Mesmo com um volume de produção no pré-sal muito superior ao que se registrava até então, as empresas já começam a se preparar para um futuro em que o petróleo não será o único protagonista. As petroleiras querem ser percebidas como empresas de energia. Para manter sua relevância nas próximas décadas e atrair novas fontes de receitas, já iniciam uma transição para um novo cenário no qual fontes como eólica e solar terão mais espaço.

Lava-jato: a maior crise da história da estatal

Um amplo esquema de corrupção que envolvia empreiteiras, funcionários da Petrobras, operadores financeiros e agentes políticos foi revelado em 2014, com a Operação Lava-Jato. A estatal contratava empreiteiras em licitações fraudadas. As empresas combinavam entre si qual seria a vencedora da disputa e superfaturavam o valor da obra. Parte do dinheiro era desviado para pagar propina a antigos executivos que, em troca, aprovavam os contratos com irregularidades. O esquema envolveu grandes projetos, como a Refinaria Abreu e Lima, em Pernambuco, e o Comperj (Complexo Petroquímico do Rio de Janeiro).

O custo da corrupção para a Petrobras foi alto. Após a revelação do caso, a companhia teve quatro anos seguidos de perdas, foi obrigada a rever projetos e fechou, no ano passado, um acordo bilionário de US$ 2,95 bilhões com investidores nos Estados Unidos. Na Justiça, a estatal argumentou ter sido vítima da ação orquestrada de ex-empregados e defendeu que deveria ser ressarcida pelas perdas.

Os efeitos na economia causados pela crise se multiplicaram: fornecedores fecharam as portas, encomendas ao setor naval foram canceladas, com impacto no total de desempregados. Nas cidades dependentes de grandes projetos interrompidos, como Itaboraí, o cenário durante essa fase era de corte de vagas e aumento do número de escritórios, lojas e hotéis vazios.

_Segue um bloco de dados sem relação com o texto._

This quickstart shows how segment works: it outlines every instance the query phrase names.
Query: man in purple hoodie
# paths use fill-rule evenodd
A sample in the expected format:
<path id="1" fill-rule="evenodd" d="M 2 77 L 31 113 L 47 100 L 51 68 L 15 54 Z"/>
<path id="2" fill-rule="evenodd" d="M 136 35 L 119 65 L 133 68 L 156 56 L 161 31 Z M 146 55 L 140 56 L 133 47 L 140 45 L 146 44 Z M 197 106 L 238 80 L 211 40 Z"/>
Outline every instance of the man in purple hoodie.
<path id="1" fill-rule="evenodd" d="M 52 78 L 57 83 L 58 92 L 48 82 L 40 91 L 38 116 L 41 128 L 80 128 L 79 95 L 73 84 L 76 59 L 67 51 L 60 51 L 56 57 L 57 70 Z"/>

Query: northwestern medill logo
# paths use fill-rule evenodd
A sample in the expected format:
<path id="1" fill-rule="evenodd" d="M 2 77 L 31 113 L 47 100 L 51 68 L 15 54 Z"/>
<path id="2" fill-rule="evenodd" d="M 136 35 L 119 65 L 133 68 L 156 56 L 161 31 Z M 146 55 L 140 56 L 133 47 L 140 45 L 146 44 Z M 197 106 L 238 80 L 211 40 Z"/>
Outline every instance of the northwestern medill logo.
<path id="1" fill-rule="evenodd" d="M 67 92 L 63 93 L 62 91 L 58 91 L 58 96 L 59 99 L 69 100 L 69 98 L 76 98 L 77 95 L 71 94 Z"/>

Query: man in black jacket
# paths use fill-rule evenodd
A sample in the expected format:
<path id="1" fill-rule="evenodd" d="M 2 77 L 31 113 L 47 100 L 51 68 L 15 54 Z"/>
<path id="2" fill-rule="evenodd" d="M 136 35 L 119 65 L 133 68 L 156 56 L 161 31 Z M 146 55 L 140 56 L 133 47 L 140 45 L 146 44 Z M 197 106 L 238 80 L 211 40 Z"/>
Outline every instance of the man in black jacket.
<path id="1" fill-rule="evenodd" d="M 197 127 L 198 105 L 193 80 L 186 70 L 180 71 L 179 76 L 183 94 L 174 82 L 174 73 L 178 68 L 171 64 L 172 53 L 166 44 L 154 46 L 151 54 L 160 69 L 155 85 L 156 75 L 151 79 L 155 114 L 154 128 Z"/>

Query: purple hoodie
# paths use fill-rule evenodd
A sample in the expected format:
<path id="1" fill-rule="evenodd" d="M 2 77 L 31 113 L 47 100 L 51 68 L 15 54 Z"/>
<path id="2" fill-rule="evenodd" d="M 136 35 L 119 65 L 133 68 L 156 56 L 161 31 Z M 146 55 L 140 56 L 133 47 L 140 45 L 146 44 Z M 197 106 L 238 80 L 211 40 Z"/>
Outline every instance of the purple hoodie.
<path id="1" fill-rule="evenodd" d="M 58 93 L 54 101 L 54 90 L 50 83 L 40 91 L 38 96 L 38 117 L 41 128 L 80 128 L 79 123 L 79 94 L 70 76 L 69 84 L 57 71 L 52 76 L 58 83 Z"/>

Combinado a um cenário, na época, de queda no preço do petróleo, o Estado do Rio foi o mais afetado. A crise trouxe à tona o debate sobre as oportunidades desperdiçadas pelo estado, que não diversificou a economia nem transformou a renda do setor em desenvolvimento econômico e bem-estar social.

Síndrome do novo rico

O uso dos royalties e participações especiais é um retrato das escolhas equivocadas dos gestores públicos. Nos municípios produtores, recursos que pareciam infinitos no auge da produção da Bacia de Campos e dos altos preços do petróleo no mercado internacional foram usados para pagamento do funcionalismo e outras despesas correntes, além de ganhar destinos como uso de porcelanato em calçadas e financiamento de carnaval.

E a parte que caberia ao estado já foi empenhada junto ao Rioprevidência: uma arrecadação futura de R$ 128,5 bilhões, equivalente a 13 vezes o montante recebido em impostos em 2018.

Já em 2012, a consultoria Macroplan fez um levantamento do uso dos recursos dos royalties e mostrou a irresponsabilidade reinante na esmagadora maioria dos municípios. Claudio Porto, que coordenou o estudo, comenta que a experiência das cidades brasileiras mostra que elas não se beneficiaram da riqueza do petróleo. Ao contrário, são marcadas por alto custo de vida, favelização, insegurança, serviços públicos de má qualidade, indicadores sociais sofríveis e grande desperdício de dinheiro público:

— Esses absurdos resultam por um lado de uma mistura de regulação frouxa com fiscalização burocrática e por outro de uma tradição imediatista e assistencialista. Além disso, há a síndrome do novo rico. As corporações políticas, empresariais e funcionais criam aumentos salariais, novos empregos públicos, novos subsídios. Quando o preço do petróleo ou a produção cai, é tarde demais.

Em alguns casos, a lição foi aprendida. Desde a crise da Petrobras, algumas cidades fluminenses investiram na criação de um fundo para poupança de royalties e estabeleceram restrições ao financiamento de despesas de custeio com os recursos.